An 8-year-old girl born two years after her father died is not entitled to his Social Security benefits, a federal appeals court ruled this week, reversing a lower court's decision in a case that could be headed to the U.S. Supreme Court.
Brynn Beeler was born through in-vitro fertilization using sperm from Patti Beeler's late husband, Bruce, who died of leukemia at age 37.
Beeler filed for Social Security survivor benefits for her daughter shortly after Brynn's birth in April 2003. But the federal government said Brynn did not qualify for the benefits based upon its interpretation of an Iowa law written before technology was available to allow genetic material to be preserved.
Beeler challenged the government's decision, and a federal judge ruled in 2009 that Brynn could receive the benefits that would have meant more than $150,000 could be stashed away for her college education.

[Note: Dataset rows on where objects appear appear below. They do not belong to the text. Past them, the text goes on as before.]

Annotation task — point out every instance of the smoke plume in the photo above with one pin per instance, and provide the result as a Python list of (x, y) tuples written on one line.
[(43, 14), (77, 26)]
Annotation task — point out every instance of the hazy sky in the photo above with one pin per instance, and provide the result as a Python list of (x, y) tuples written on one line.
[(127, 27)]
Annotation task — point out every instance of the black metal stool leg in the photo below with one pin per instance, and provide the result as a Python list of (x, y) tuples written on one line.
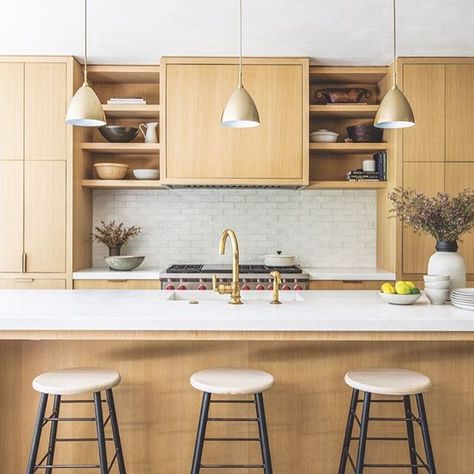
[(410, 434), (348, 435), (262, 429), (364, 425), (115, 431), (37, 433), (425, 432), (99, 421), (201, 434), (52, 434)]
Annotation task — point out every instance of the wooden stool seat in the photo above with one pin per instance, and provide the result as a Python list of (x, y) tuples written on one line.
[(76, 381), (232, 381), (388, 381)]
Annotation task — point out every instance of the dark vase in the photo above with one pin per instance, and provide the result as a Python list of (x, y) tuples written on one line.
[(114, 251), (444, 246)]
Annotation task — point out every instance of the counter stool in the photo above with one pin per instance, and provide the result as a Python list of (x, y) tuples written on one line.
[(76, 381), (232, 382), (393, 382)]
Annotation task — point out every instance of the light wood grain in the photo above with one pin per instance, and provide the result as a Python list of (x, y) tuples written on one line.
[(198, 148), (117, 284), (306, 415), (460, 176), (427, 178), (45, 216), (460, 112), (424, 87), (45, 111), (11, 111), (11, 215)]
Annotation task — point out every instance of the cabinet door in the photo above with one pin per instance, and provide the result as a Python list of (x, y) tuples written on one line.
[(11, 111), (427, 178), (11, 215), (460, 176), (460, 112), (424, 86), (197, 147), (45, 111), (45, 216)]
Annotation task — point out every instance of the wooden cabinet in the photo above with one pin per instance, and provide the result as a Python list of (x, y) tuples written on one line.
[(460, 113), (195, 149), (424, 86), (11, 215), (11, 111), (45, 111)]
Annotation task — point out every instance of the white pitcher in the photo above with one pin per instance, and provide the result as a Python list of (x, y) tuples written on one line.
[(149, 131)]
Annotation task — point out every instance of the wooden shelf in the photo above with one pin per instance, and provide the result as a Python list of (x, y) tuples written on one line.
[(347, 75), (147, 111), (118, 74), (122, 184), (347, 147), (343, 110), (130, 148), (347, 185)]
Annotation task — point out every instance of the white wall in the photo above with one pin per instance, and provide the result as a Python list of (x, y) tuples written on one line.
[(323, 228)]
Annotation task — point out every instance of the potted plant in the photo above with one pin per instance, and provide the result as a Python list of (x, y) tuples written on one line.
[(444, 217), (115, 236)]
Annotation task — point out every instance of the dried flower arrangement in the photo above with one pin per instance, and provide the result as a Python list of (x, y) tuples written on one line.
[(443, 216), (115, 236)]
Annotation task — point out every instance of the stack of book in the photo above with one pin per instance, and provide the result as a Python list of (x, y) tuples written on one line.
[(126, 101)]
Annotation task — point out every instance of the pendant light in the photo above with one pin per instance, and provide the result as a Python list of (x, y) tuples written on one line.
[(394, 110), (85, 109), (240, 110)]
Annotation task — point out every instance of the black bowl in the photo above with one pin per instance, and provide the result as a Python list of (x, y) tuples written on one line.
[(117, 134)]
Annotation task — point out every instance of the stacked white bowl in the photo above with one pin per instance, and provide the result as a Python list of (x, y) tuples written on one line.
[(437, 288)]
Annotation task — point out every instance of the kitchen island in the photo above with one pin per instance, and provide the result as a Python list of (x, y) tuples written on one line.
[(158, 339)]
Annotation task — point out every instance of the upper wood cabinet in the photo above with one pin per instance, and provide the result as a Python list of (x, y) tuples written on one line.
[(424, 86), (11, 111), (195, 149), (460, 112), (45, 111)]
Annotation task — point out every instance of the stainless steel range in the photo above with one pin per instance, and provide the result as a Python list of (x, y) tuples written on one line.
[(252, 277)]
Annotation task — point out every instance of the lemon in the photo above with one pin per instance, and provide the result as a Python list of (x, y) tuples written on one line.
[(388, 288), (402, 288)]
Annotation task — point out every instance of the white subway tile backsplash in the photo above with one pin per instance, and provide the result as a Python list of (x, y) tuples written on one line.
[(323, 228)]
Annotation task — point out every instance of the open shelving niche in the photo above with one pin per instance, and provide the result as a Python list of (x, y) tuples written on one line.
[(109, 81)]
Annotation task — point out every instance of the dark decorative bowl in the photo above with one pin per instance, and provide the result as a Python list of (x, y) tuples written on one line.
[(365, 133), (343, 96), (117, 134)]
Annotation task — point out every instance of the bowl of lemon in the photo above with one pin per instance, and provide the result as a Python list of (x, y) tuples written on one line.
[(403, 292)]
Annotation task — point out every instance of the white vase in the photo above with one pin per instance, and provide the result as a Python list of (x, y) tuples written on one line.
[(446, 261)]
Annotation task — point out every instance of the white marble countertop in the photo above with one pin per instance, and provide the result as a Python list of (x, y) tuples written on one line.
[(135, 310), (349, 274)]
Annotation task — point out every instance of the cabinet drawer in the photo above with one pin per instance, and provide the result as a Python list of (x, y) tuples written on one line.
[(32, 284), (345, 284), (117, 285)]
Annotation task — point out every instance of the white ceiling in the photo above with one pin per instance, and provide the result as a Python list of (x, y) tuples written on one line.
[(329, 31)]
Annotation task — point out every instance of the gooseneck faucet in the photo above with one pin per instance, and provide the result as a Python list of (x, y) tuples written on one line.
[(234, 288)]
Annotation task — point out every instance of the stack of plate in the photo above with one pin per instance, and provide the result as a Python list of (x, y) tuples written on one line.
[(463, 298)]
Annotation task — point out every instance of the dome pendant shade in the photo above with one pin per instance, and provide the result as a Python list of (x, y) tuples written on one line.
[(85, 109), (240, 110), (394, 111)]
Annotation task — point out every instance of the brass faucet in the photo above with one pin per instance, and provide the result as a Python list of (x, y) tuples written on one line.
[(234, 288), (276, 287)]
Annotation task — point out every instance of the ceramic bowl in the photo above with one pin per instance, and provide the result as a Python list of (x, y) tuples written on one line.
[(117, 134), (111, 170), (400, 299), (437, 296), (124, 263), (323, 136), (146, 174)]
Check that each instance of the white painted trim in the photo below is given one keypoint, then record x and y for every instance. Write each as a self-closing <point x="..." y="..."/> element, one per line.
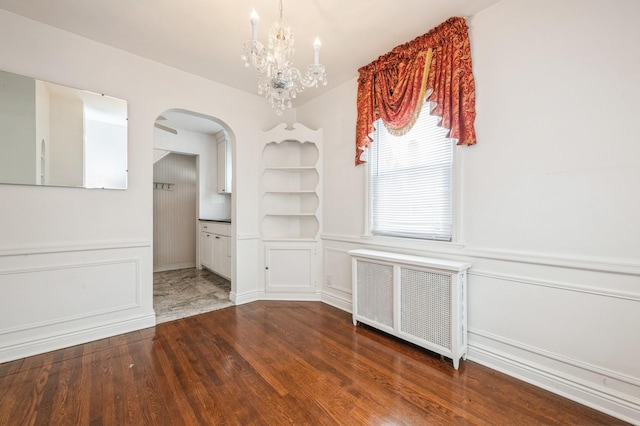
<point x="594" y="264"/>
<point x="597" y="291"/>
<point x="248" y="237"/>
<point x="76" y="337"/>
<point x="62" y="248"/>
<point x="573" y="387"/>
<point x="241" y="299"/>
<point x="634" y="381"/>
<point x="71" y="318"/>
<point x="291" y="297"/>
<point x="175" y="267"/>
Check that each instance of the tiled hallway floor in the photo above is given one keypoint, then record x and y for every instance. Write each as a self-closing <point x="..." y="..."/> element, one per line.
<point x="186" y="292"/>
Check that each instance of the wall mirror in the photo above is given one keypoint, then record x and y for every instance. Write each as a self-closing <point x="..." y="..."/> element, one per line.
<point x="55" y="135"/>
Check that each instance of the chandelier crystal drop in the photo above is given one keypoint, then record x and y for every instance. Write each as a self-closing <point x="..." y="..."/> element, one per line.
<point x="279" y="81"/>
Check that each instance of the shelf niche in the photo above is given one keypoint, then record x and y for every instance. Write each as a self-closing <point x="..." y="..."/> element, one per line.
<point x="290" y="180"/>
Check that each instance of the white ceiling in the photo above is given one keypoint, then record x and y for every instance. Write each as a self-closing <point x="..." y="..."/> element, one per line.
<point x="205" y="37"/>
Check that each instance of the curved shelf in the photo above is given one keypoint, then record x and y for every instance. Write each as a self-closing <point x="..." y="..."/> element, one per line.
<point x="290" y="153"/>
<point x="290" y="181"/>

But the 8th Circuit U.S. Court of Appeals ruled Monday that the federal government's interpretation of the law is "reasonable" and that the law does not entitle Brynn to benefits.
That Iowa law, which was changed this year, allowed inheritance rights for heirs who are "begotten before the intestate's death but born thereafter." It didn't cover children conceived after a biological parent's death.

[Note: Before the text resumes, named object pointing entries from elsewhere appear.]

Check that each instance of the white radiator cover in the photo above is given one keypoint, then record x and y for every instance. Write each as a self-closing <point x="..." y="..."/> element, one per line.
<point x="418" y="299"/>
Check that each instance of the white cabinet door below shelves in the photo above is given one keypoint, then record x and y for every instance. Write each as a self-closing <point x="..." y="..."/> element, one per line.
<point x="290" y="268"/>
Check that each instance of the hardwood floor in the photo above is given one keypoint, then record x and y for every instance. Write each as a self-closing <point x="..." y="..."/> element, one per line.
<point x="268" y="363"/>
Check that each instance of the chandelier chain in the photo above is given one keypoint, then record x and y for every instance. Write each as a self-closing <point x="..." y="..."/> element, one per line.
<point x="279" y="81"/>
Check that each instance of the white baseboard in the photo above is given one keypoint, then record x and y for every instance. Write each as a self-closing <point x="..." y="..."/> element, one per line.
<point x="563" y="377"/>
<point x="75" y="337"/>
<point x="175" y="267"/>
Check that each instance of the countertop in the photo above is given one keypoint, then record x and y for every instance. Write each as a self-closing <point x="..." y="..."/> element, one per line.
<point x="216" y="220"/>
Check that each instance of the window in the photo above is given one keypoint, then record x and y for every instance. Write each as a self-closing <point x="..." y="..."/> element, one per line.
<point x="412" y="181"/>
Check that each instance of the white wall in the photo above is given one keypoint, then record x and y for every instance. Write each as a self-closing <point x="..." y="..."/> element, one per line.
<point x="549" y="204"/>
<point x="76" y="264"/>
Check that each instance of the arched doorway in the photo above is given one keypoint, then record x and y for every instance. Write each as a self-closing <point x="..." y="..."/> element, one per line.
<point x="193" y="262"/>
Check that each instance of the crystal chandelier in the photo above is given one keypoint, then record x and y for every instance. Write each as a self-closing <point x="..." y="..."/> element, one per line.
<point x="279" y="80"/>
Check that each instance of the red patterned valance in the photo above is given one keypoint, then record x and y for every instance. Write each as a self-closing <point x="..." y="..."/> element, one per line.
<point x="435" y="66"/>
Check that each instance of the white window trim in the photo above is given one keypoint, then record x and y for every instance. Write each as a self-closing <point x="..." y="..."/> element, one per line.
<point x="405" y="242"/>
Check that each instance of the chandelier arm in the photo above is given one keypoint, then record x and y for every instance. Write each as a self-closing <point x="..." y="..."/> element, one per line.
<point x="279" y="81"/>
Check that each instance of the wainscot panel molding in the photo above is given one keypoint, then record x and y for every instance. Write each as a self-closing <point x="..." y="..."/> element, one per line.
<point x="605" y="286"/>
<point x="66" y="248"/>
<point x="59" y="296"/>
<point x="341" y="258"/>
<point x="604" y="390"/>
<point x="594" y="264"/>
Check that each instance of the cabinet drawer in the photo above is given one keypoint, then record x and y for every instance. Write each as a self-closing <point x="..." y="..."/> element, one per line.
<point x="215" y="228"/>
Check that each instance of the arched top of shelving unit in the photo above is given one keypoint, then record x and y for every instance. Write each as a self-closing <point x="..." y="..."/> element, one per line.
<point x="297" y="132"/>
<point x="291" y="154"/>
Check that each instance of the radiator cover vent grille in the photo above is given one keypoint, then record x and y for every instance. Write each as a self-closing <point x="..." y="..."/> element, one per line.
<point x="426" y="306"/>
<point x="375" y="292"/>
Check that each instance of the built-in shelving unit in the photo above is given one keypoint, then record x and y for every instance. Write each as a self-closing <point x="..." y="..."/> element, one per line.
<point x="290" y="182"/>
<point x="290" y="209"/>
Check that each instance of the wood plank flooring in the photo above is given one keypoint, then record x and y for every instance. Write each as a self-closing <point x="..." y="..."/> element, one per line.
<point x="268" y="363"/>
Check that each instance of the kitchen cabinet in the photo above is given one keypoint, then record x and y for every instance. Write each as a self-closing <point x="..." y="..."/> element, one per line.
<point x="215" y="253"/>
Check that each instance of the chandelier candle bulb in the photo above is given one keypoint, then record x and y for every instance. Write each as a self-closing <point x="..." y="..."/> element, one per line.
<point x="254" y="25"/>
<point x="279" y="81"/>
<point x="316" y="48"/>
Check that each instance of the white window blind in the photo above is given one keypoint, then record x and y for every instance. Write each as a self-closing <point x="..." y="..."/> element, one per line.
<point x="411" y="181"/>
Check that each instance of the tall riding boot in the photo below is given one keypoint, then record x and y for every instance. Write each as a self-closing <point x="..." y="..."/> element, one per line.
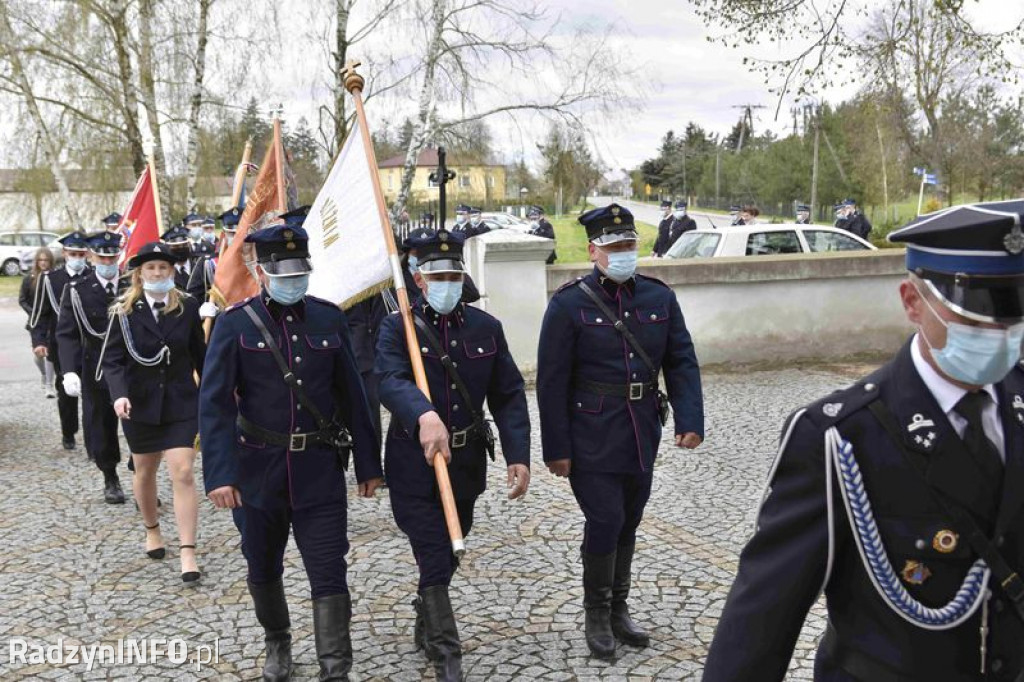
<point x="598" y="573"/>
<point x="443" y="646"/>
<point x="271" y="611"/>
<point x="622" y="625"/>
<point x="334" y="645"/>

"The death of Bruce Beeler at a relatively young age before he and Pattie Beeler could conceive children is profoundly sad," the court wrote in its opinion. "But whether the granting of child's insurance benefits" to Brynn "would further the purposes of the Social Security Act is debatable."
The court noted that the purpose of the Social Security Act is to help children who lost support after the unexpected death of a parent.
After getting married in 2001, Bruce Beeler was diagnosed with leukemia that required chemotherapy. He banked his sperm before beginning the treatments because chemotherapy can cause sterility.
Beeler's case led Iowa to change its law this year to allow children conceived up to two years after a parent dies to receive inheritance rights and Social Security benefits. But the law isn't retroactive so it doesn't apply to the Beeler case.
The use of assisted reproductive technology is growing even though it accounts for only 1 percent of all births in the U.S.
In 2009, the latest year statistics are available, 60,190 babies were born using assisted reproductive technology -- double the amount from a decade ago, according to the U.S. Centers for Disease Control and Prevention.
Iowa became the 12th state to recognize the biological relationships of children conceived posthumously. The others are California, Colorado, Delaware, Florida, Louisiana, North Dakota, Texas, Utah, Virginia, Washington and Wyoming.
Other states grant inheritance rights to children born after one parent dies only if conceived naturally. And although the Social Security Administration oversees the benefits, it defers to states when determining parentage and children's inheritance rights.